The case’s high stakes lend a clue as to why it went as far as it did. At issue was $46,755 in accrued sick leave under a plan at the Massachusetts Port Authority. Though the benefits were ultimately paid to the employee, the check was cut about a year after he retired due to an arbitration proceeding that ultimately went his way. Under the Massachusetts Wage Act, wages due to employees must be paid promptly at departure from employment. The Plaintiff pressed a theory that this provision of the law was broken by the late payment and that he was consequently entitled to three times the amount of  accrued sick pay owed, plus reimbursement for all legal fees he incurred to collect his pay.

The SJC would have none of it, however. It cited to the Act’s definition of the term “wages,” which includes holiday pay, vacation pay and earned commissions but does not mention sick leave benefits. The court then contrasted the purposes of sick and vacation leave policies, noting that only the latter could be used for any purpose. Sick leave generally is not wages as a result, the court concluded, and could not be considered a wage under Massport’s specific policy of paying out accrued, unused sick leave under some circumstances. Those conditions made sick time at Massport a “contingent bonus,” such that it like other bonuses is not a wage covered by the Wage Act.

The case is Mui v. Massachusetts Port Authority, decided January 29, 2018.

Hiking of Minimum Wage to $15/Hour Makes its Way toward the Ballot Box for November 2018

Dissatisfied with the recent increase of the Massachusetts minimum wage to $11/hour and its failed efforts to get the state legislature to move the hourly rate to $15, a coalition of community, religious and labor groups has submitted the issue for referendum vote. Assuming the question moves through the process to the November 2018 ballot, Massachusetts voters will decide whether to increase the hourly rate to $15, a move that surely won’t go over well with some business people.

Proponents of the hourly wage increase are unmoved. They believe $15/hour is necessary to allow low paid workers to afford basic necessities such as groceries, housing and heating. As it is, they say, full-time workers earning the current minimum of $11/hour make only about $22,000 per year. About a million Massachusetts workers will benefit if the rate increase is approved, they contend, and most are above the age of 20. They include nursing assistants, childcare providers, and teachers’ aides, the group says. Anticipating objections to the wage hike, the coalition points out that, despite the increase in the minimum wage from $8 to $11 in recent years, the Massachusetts economy continues to grow strongly.
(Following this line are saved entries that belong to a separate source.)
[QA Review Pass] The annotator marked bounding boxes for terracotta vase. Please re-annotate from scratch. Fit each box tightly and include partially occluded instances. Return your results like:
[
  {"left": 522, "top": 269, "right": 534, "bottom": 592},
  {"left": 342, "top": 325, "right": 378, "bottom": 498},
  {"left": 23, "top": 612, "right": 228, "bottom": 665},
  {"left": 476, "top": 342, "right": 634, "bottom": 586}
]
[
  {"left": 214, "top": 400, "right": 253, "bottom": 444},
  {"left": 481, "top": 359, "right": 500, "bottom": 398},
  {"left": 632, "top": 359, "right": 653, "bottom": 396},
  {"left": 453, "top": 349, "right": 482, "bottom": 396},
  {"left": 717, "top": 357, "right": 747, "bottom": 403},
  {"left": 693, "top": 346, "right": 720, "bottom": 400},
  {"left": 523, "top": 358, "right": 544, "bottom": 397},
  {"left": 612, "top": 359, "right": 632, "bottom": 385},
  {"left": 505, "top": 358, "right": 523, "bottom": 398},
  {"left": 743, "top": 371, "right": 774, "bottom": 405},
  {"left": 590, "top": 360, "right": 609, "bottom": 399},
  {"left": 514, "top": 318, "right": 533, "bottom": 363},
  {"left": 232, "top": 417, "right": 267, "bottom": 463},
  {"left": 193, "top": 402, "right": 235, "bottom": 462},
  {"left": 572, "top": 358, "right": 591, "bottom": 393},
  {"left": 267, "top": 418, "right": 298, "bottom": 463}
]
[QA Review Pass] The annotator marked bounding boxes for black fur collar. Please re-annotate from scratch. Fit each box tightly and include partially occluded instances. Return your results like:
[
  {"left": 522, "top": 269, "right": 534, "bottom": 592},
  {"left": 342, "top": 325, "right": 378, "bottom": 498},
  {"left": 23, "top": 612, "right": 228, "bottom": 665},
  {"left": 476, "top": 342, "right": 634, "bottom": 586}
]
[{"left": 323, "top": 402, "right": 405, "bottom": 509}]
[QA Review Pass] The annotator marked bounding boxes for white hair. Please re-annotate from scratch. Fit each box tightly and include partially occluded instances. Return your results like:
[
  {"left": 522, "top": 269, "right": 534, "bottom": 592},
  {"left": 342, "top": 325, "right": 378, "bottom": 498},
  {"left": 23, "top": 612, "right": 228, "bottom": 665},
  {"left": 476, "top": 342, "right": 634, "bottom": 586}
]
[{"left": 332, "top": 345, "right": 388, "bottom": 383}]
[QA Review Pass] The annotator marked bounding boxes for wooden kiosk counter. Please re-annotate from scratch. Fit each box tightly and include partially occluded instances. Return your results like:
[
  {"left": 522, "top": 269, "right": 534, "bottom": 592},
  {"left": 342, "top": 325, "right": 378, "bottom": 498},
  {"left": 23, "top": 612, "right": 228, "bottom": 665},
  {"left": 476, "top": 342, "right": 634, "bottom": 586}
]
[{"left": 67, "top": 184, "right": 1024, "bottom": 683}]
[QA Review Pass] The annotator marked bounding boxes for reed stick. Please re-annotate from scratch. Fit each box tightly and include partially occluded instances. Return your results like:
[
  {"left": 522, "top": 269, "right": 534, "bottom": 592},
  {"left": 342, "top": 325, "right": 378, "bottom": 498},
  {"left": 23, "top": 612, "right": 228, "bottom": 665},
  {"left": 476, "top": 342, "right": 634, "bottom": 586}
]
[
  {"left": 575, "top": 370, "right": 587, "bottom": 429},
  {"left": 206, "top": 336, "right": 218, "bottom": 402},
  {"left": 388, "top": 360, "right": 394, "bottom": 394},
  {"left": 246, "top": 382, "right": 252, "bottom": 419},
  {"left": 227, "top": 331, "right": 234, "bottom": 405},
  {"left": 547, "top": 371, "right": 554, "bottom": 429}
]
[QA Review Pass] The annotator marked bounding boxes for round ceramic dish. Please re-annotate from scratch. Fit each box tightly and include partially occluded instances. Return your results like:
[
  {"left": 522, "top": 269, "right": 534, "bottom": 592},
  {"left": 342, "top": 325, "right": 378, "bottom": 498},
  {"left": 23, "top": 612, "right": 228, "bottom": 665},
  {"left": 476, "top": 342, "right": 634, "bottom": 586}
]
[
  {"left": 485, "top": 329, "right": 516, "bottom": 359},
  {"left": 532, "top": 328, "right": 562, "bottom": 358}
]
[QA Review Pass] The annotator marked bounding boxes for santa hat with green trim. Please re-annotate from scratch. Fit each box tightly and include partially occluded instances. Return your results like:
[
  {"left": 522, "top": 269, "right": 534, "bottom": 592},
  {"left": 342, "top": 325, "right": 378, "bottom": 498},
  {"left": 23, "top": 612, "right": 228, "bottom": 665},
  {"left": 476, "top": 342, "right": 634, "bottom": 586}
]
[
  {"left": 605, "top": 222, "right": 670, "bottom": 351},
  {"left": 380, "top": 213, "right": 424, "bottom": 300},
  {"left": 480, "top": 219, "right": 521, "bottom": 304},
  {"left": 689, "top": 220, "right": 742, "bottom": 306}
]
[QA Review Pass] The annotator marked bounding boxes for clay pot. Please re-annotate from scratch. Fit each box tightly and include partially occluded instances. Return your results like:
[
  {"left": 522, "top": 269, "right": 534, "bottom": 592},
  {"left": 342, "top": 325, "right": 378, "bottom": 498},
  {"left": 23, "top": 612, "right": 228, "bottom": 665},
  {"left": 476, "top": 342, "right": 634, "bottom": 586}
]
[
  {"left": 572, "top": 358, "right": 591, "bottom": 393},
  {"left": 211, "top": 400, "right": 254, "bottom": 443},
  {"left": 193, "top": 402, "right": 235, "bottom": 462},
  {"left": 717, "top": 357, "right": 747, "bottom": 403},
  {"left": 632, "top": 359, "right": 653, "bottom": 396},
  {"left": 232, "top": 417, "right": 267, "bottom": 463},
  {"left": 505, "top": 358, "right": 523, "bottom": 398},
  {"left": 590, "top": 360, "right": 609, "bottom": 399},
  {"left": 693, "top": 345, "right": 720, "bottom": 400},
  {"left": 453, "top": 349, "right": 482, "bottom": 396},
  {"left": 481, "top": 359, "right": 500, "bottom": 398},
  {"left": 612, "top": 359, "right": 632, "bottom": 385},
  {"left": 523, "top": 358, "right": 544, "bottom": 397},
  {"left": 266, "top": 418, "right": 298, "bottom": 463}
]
If approved at the ballot box, the minimum wage will increase by $1/hour each year for four years, beginning in 2019. The measure will also increase the minimum tip wage from $3.75 to $9/hour during the same 4-year period. Under Massachusetts law, tipped employees may be paid less than minimum if their hourly rate plus the tips they receive are equal to or exceed the minimum hourly wage. On December 21, 2017, the Massachusetts secretary of state confirmed that enough signatures were submitted to support the ballot measure. The proposed wage increase now moves to the state legislature, which will have the option to approve it prior to any voting by the public. If that does not occur by May 2, 2018 or if the governor fails to sign a passed measure into law, proponents of the minimum wage increase will need to obtain another roughly 11,000 signatures from Massachusetts voters by July 4 to place the question on the 2018 ballot.